«Sistema Rimini? La crisi fa venire a galla ciò che prima veniva coperto coi soldi»
RIMINI. “Sistema Rimini”? Forse, per il procuratore capo Paolo Giovagnoli sarebbe più appropriato parlare di «sistema all’italiana». E se di questo si tratta, di fronte ai “terremoti giudiziari” delle ultime settimane (Banca Carim segue di pochi giorni quello di Aeradria) nel sentire comune, chi si muove nelle stanze dei bottoni riminesi ha fatto tesoro dell’utilizzo di metodi poco ortodossi. L’ultima doccia fredda è piovuta giovedì sui vertici della Banca Carim: sono indagate ventisei persone, delle quali ventiquattro tra ex amministratori e manager, e due commissari della Banca d’Italia, arrivati a Rimini durante la fase di commissariamento dell’istituto di credito.
Le accuse vanno da associazione a delinquere a false comunicazioni sociali e indebita restituzione dei conferimenti. Tuttavia, dalle parole di Giovagnoli sembra esclusa una volontà precisa di colpire il cosiddetto “sistema riminese”: «Non abbiamo scardinato un sistema - sottolinea il procuratore - abbiamo imputato dei reati. Il fatto che le due vicende giudiziarie siano emerse quasi in contemporanea è una casualità, dipende dai tempi delle indagini».
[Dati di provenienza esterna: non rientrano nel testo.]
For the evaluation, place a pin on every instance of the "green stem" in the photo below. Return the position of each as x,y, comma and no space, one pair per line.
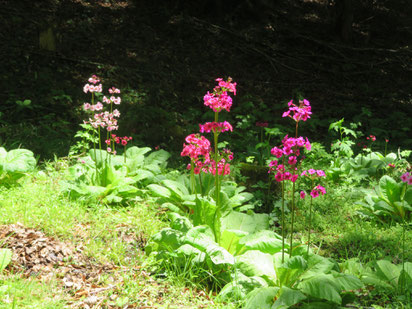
217,188
403,256
293,218
192,177
283,221
201,185
310,223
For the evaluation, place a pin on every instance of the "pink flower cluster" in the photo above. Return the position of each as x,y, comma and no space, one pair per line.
219,99
197,147
215,127
291,152
301,112
104,120
312,173
93,88
118,140
290,146
262,124
112,99
318,190
371,137
407,177
314,193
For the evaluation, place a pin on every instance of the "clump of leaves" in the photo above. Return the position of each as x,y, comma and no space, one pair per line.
15,164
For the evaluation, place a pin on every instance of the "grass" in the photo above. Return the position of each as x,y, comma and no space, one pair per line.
113,235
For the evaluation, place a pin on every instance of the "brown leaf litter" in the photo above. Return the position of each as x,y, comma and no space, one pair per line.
43,257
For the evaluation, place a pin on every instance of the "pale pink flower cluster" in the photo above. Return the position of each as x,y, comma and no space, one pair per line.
317,190
219,99
301,112
407,177
93,88
226,85
197,145
215,127
96,107
118,140
112,99
104,120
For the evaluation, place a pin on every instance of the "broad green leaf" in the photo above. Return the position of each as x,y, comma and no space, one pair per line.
159,191
18,161
205,213
229,239
347,282
250,223
200,238
256,263
158,157
322,286
175,187
5,258
290,271
180,223
388,271
193,254
288,297
240,287
265,241
317,265
133,152
167,239
262,298
99,156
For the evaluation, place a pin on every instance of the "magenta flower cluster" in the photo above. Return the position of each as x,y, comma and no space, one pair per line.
290,153
219,99
407,177
198,147
298,112
215,127
93,87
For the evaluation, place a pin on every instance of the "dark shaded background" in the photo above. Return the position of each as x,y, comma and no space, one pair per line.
349,58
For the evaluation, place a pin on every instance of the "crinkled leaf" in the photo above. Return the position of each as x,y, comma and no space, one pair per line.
322,286
240,287
256,263
265,241
180,223
250,222
347,282
5,258
167,239
229,239
389,188
193,254
388,271
261,298
200,238
159,191
288,297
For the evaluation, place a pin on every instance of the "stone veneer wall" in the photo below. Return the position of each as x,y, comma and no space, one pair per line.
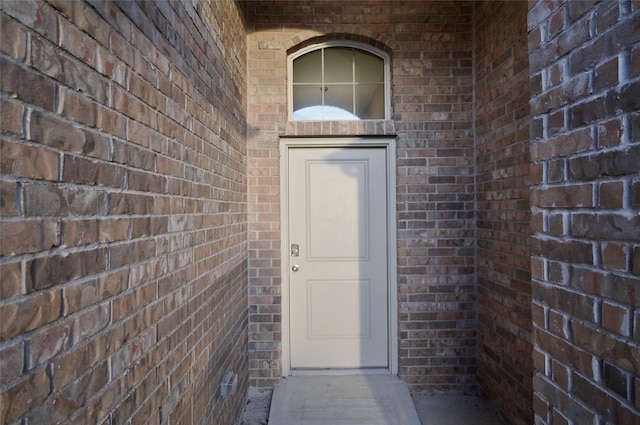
585,197
123,266
503,212
430,44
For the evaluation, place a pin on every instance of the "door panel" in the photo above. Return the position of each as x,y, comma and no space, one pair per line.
338,295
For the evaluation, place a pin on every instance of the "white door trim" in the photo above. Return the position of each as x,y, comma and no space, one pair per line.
388,144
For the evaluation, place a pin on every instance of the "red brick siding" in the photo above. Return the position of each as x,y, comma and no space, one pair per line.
585,85
123,185
503,212
430,44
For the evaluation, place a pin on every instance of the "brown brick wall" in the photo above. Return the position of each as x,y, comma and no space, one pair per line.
585,152
430,44
123,267
503,212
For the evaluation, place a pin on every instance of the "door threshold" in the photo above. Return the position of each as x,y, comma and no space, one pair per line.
340,372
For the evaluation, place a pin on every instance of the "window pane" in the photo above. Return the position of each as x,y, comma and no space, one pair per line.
308,68
370,101
369,68
307,95
340,96
338,65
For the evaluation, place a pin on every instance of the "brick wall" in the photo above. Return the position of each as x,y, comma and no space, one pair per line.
122,191
430,44
585,197
503,212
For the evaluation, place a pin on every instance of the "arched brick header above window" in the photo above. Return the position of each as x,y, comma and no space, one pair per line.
309,38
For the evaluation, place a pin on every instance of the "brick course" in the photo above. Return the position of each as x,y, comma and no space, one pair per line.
123,191
503,212
587,255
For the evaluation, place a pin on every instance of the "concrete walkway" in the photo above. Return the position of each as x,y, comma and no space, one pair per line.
342,400
362,399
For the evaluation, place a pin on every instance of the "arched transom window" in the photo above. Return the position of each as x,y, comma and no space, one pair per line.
338,82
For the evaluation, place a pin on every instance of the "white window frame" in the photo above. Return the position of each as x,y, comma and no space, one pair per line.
342,43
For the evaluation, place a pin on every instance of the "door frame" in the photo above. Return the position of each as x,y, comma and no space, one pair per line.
387,143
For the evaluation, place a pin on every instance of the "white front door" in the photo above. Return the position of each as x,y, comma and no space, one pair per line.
337,209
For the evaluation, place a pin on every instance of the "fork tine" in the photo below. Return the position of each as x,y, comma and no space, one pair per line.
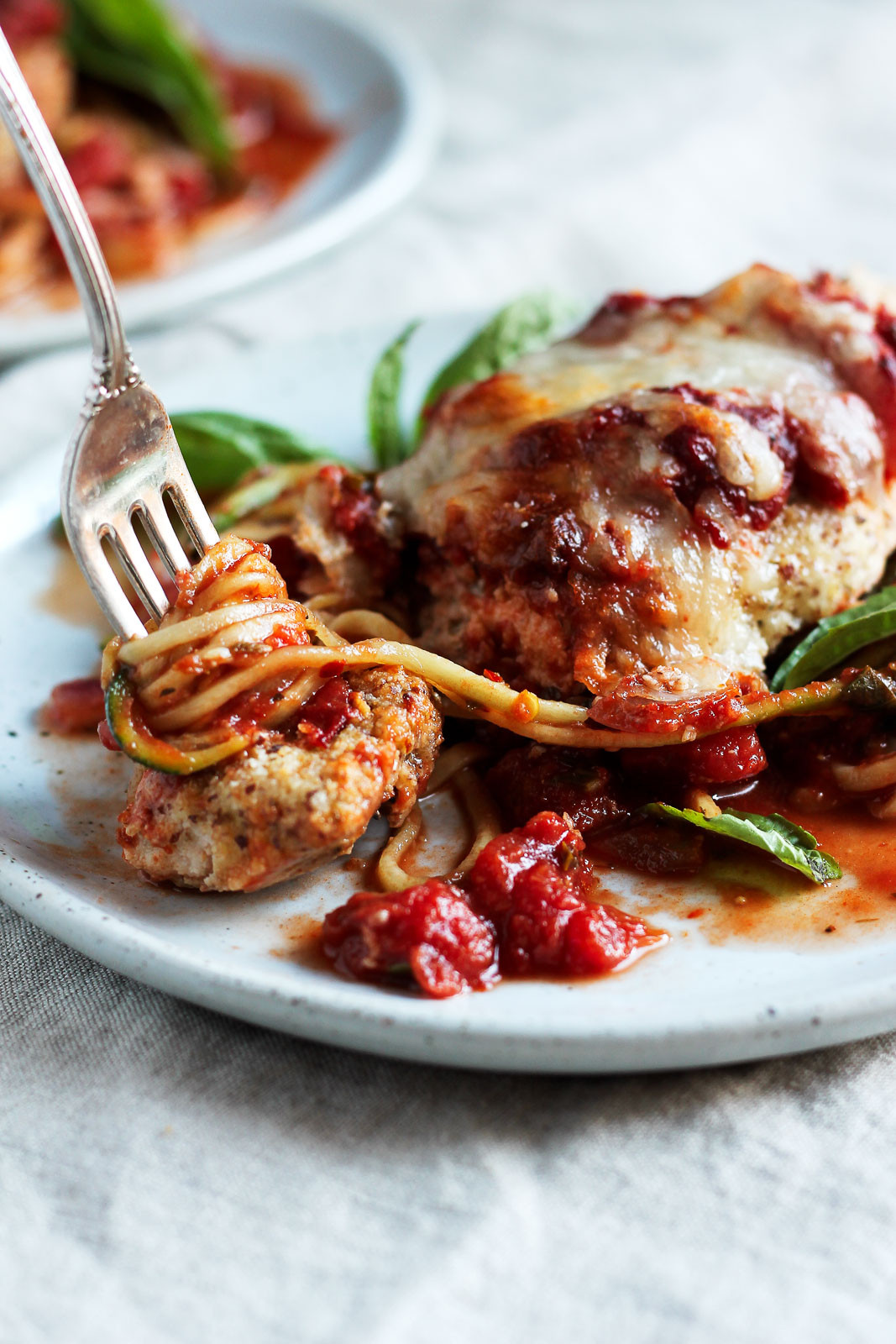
105,586
161,534
186,499
140,571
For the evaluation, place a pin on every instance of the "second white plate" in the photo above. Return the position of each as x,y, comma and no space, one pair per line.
364,78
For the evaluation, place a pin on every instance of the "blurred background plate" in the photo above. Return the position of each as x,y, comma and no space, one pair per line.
364,78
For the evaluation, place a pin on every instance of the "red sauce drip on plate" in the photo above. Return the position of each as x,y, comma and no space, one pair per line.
524,911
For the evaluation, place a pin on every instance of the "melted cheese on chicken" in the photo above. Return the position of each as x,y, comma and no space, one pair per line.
664,497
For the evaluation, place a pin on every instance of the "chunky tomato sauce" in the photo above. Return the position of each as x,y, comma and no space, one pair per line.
523,911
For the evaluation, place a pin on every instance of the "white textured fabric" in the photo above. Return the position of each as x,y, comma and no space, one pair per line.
167,1175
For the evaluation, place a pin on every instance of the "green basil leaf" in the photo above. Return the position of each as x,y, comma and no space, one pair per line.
837,638
777,837
517,329
389,441
136,45
221,448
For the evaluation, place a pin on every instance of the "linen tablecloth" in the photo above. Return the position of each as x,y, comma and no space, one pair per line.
168,1175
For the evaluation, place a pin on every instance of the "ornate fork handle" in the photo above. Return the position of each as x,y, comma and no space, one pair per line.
113,365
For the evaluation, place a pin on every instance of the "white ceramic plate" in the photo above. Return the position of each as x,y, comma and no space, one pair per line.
364,78
696,1001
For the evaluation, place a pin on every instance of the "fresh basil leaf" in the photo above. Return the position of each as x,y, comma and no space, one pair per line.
837,638
136,45
253,496
517,329
221,447
782,839
389,441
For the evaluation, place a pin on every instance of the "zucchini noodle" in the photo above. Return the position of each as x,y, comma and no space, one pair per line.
454,770
235,656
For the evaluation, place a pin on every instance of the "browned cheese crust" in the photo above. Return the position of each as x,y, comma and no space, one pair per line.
664,497
282,808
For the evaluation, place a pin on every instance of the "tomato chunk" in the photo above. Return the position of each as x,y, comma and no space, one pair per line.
570,781
721,759
76,706
327,712
530,882
429,932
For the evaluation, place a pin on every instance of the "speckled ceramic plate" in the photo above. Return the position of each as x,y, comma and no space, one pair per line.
364,78
712,995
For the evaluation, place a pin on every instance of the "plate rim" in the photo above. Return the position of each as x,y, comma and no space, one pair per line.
394,178
775,1021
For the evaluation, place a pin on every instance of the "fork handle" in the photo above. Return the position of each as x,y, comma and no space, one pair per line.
113,365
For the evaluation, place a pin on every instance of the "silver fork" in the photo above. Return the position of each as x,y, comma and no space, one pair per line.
123,460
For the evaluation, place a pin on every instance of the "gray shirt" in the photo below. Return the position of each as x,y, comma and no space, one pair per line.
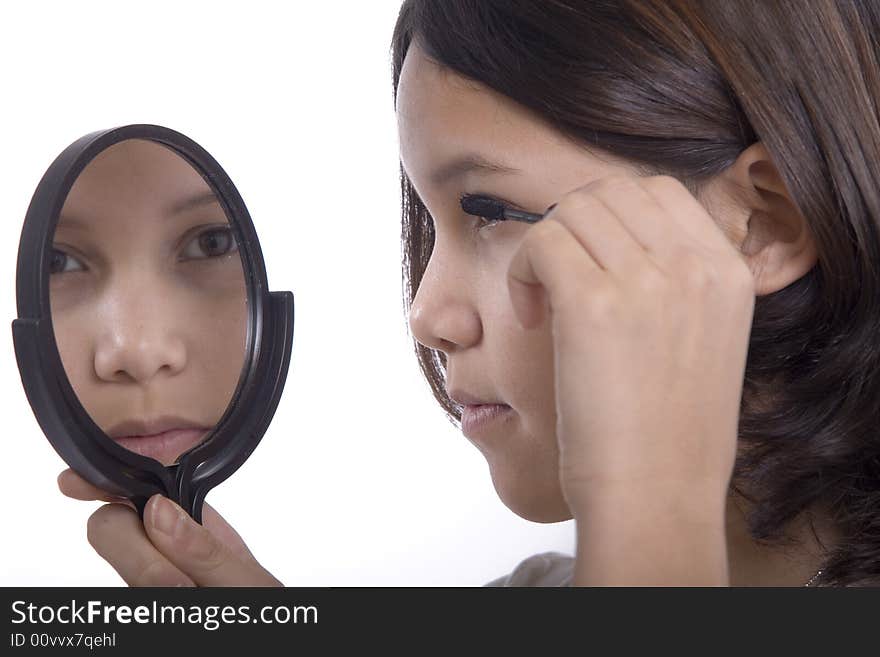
545,569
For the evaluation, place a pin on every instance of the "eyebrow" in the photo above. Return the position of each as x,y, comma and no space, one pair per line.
471,163
203,198
178,207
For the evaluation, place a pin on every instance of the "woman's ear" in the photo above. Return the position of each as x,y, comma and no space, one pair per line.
761,220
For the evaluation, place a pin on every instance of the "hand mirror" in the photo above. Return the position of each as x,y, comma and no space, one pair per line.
149,345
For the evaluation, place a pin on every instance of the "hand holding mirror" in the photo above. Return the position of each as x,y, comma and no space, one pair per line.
149,346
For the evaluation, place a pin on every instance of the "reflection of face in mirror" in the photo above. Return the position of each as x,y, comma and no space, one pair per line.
148,299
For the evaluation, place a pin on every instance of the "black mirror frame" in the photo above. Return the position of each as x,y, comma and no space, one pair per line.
69,428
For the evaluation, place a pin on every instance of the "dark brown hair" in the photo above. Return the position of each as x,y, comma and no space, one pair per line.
682,87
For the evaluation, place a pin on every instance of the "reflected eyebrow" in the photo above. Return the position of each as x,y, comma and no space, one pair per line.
203,198
178,207
472,163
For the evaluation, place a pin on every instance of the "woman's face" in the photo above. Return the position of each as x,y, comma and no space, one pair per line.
148,299
456,138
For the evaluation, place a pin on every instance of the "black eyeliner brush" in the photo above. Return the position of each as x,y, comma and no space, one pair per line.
489,208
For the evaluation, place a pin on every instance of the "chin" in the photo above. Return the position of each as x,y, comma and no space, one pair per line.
530,496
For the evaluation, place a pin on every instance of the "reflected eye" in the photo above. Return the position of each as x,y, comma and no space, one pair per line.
211,243
61,263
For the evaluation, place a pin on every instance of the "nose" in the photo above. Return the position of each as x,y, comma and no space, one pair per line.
442,315
139,338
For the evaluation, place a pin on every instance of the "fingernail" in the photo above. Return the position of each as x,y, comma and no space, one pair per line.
165,516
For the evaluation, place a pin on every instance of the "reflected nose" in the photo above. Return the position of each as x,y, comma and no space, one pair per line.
139,342
442,315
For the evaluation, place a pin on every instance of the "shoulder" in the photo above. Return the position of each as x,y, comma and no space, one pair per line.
544,569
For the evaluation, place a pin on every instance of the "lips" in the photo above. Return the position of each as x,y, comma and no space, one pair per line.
164,438
479,415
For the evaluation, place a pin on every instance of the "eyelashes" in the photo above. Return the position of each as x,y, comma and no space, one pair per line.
493,210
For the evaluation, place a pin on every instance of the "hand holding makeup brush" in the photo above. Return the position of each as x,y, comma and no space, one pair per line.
651,308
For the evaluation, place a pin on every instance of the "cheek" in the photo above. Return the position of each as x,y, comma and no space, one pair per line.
522,361
217,333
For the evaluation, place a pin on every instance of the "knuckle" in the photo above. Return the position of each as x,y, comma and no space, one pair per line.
600,306
204,548
695,271
156,572
650,281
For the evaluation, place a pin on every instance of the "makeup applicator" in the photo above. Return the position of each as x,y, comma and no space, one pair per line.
494,210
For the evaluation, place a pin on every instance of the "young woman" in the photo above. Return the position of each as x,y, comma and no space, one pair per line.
677,349
148,299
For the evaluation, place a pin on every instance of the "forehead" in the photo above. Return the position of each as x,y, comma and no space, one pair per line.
134,172
443,117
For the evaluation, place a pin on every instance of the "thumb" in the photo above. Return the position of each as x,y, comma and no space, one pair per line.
198,552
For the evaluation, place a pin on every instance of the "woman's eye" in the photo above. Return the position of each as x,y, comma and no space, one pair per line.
482,222
211,243
62,263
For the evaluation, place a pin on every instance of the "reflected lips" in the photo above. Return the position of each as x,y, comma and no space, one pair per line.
163,439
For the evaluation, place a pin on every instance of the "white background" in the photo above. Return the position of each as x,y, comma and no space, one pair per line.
360,480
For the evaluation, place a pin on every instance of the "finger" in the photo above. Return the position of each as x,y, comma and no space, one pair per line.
196,551
549,261
652,227
117,534
599,230
693,220
224,531
74,486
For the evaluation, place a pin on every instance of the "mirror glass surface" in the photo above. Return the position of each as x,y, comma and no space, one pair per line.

Per il procuratore, però, un filo conduttore che lega le vicende che stanno scuotendo gli ambienti politici e finanziari della città c’è: «La crisi». La ragione è semplice: «La crisi - spiega - ha fatto venir meno le risorse e minori risorse fanno emergere i problemi. Senza problemi, forse, i reati non sarebbero venuti alla luce. Con i soldi si poteva fare tutto. Se c’è il denaro alcune questioni verrebbero scoperte solo attraverso i controlli. Poi sono subentrate anche delle leggi che mettono dei paletti e vietano certe manovre finanziarie. La procura si muove quando ci sono notizie di reato; diversamente ci sono normali controlli amministrativi». L’inchiesta ha preso slancio nel 2012, in seguito alle querele presentate dai piccoli azionisti «per il danno patrimoniale subito per via del rilevante deprezzamento delle azioni Carim detenute in portafoglio». Una volta scoperchiato il pentolone sono saltate fuori tutte le magagne. Nel mirino degli investigatori (il pm Luca Bertuzzi e la Guardia di finanza), c’è in particolare la concessione di finanziamenti senza le dovute garanzie. L’avviso di conclusione indagini del caso Carim è stato notificato giovedì, a pochi giorni dalla richiesta di sequestro preventivo di beni per 749mila euro per nove degli indagati per il fallimento Aeradria, la società che gestiva l’aeroporto Federico Fellini. In totale, la richiesta di beni da sequestrare nel caso di Aeradria si aggira sui 34 milioni di euro.